В общем, он дал пищу для разговоров не только в Москве, но и в Петрограде, но конечно же больше в Москве, где его знали хуже, чем в столице Российского государства.
А за столом продолжала нести свою трудовую вахту Анисья Ивановна, она добивала уже последнее блюдо и поглядывала жадно, что бы ещё съесть? Распутин вскричал грубо:
— Всё жрёшь, старая лярва?
Анисья Ивановна на этот раз на окрик среагировала, подняла на Распутина выцветшие глаза, высморкалась в салфетку.
— Благослови, Гришенька!
— Благословляю, — небрежно бросил Распутин и с маху опустился на стул, чуть не развалив его. Зад у Распутина был костляв, мускулист и силён.
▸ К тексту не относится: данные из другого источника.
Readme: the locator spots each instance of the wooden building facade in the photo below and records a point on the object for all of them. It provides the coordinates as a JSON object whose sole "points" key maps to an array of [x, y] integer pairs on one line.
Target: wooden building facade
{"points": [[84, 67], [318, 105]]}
Через несколько минут рядом с ним оказалась Роза, воскликнула с жаром и интересом:
— Ну
— Что, понравилось? — лениво спросил Распутин.
— Не то слово!
— Я такой, — сказал «старец». — Дай мне выпить!
— Вина или водки?
— Дай моей любимой... мадеры. Слаще мадеры нет вина на белом свете.
Роза подала ему бутылку. Распутин привычно раскрутил её, быстро расправился с содержимым, вытер губы и остро глянул на Розу.
— А тебе, милая, что-то ведь надо от меня... Верно?
— Надо, — призналась Роза.
— Что именно?
— Да отца с матерью у меня выслали в Сибирь...
— Эвон... — Распутин задумался. — Только-то и всего? В чём же их обвинили?
— В том, что они — немецкие шпионы.
— Это у нас умеют ляпать быстро. На фронте только побеждать не умеют.
Роза шмыгнула носом, лицо у неё расстроенно поползло в сторону.
— Мои бедные папа и мама...
— Ладно, не трать слёзы попусту, побереги для другого случая.
— Хорошо, хорошо, — поспешно проговорила Роза и по-ребячьи, кулаками, отёрла глаза. — Уже не плачу!
— Родителей твоих я вытащу, это для меня тьфу! — сказал Распутин. — А ты не плачь. Вообще никогда не плачь... Когда ты плачешь — выглядишь плохо. И совсем другое дело — когда улыбаешься.
— Я буду стараться улыбаться. — И Роза заулыбалась ослепительно, незамедлительно показав все свои чистые, влажно поблескивающие зубы, все тридцать два зуба. — Я буду красивой. — Покосилась на Анисью Ивановну и проговорила удивлённо: — Всё ест и ест...
— Ничего, скоро перестанет, — заметил Распутин, — с последним сейчас расправится, а дальше всё, тю-тю... Пусто! Резерва у неё нет.
— Ещё закажет.
Распутин подумал немного и отнёсся к словам Розы одобрительно.
— А что! Можно и заказать! — воскликнул он. — Я могу это сделать. За свои деньги, если уж на то пошло...
— Зачем?
— А пусть один раз обтрескается, брюхо своё превратит в бочку — потом меньше есть будет. Проверенная метода.
— М-да, — произнесла Роза удивлённо. — И куда у неё всё вмещается?
— Туда и вмещается, — Распутин хмыкнул и с пьяным любопытством, вновь зажёгшимся в глазах, оглядел Розу. Поцеловал её в щёку. — А ты, милая, хорошо выглядишь!
— Спасибо!
— Франтовато, я бы сказал.
— Ещё раз спасибо.
— Я тебя Франтиком звать буду. Ладно?
— Ладно. Франтик — это хорошо, это необычно, — согласилась Роза, ответно чмокнула Распутина в щёку. — Я себе это в дневник запишу.
— Писательница! — усмехнулся Распутин, взял со стола первую попавшуюся бутылку, всадил её, словно шкворень, себе в рот, лихо опустошил. — Писательница! Ты имей в виду, милая, я бумагомарак не уважаю.